Key capabilities include:

  • Automated conversion of OpenAPI operations into MCP endpoints with parameter and response mapping aligned to the OpenAPI spec.
  • Type-safe generation of server interfaces so tool calls, parameters, and results are validated at compile time.
  • Built-in proxies for request/response handling, mapping OpenAPI request bodies, query parameters, and path parameters to the MCP tool call interface. To use it in your project, import OpenApiMCPSeverConverter, provide the OpenAPI document and options (e.g., timeout and security settings), then obtain the generated server and connect it to a transport (stdio, SSE, or HTTP) to start handling MCP sessions.

How to install

Prerequisites:

  • Node.js 18+
  • npm (comes with Node.js)
  1. Install the converter package from npm:

    npm install openapi-mcp-converter

  2. Prepare your OpenAPI document (openapi.json) and place it in a known location.

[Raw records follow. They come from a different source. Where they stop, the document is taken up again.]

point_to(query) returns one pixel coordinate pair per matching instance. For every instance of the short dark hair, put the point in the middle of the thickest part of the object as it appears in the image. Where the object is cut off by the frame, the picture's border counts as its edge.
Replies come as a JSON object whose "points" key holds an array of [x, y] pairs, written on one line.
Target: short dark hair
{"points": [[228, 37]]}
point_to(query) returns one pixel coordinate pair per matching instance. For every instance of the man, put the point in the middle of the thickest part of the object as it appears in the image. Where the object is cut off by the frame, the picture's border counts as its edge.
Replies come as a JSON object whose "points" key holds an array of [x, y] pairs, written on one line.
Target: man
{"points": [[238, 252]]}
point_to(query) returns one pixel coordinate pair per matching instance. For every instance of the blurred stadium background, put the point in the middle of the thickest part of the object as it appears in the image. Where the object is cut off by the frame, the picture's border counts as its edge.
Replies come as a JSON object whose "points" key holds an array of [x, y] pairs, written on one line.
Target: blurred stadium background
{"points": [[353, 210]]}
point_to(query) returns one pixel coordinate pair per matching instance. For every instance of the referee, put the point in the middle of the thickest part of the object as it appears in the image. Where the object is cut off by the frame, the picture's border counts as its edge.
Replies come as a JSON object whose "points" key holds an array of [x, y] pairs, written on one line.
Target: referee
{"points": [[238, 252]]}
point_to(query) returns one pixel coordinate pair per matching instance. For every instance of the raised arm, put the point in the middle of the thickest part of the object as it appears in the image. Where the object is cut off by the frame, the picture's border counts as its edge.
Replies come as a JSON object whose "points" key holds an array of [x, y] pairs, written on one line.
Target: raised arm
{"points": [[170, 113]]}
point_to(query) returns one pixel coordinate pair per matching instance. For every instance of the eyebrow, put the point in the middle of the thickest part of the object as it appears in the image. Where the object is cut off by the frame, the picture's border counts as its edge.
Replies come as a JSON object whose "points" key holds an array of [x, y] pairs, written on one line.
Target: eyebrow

  3. Build or run the TypeScript source if you are developing the converter locally:

    npm run build

  4. Run a small example script that loads the OpenAPI document, creates the converter, and starts a local MCP server transport (example usage will depend on how you expose the server in your project).

Note: Since the converter is provided as a library, you typically integrate it into your own server entry point rather than starting a standalone executable. The steps above guide you from installation to starting a server via your own startup script.

Additional notes

Tips and common considerations:

  • Ensure your OpenAPI document is valid OpenAPI 3.0 to maximize automatic mapping accuracy.
  • Leverage the TypeScript types produced by the converter to catch mismatches between API operations and MCP tool calls at compile time.
  • When running in production, provide a secure transport layer (HTTPS, authenticated endpoints) for any HTTP-based MCP transports.
  • If you need to customize parameter mappings or security, adjust the converter options (e.g., timeout, security key) accordingly.
  • Common issues include mismatched parameter names between OpenAPI and MCP tool calls; use the generated types to verify consistency.
  • The documentation assumes a local development setup; adapt the openapi.json path and environment variables to match your deployment environment.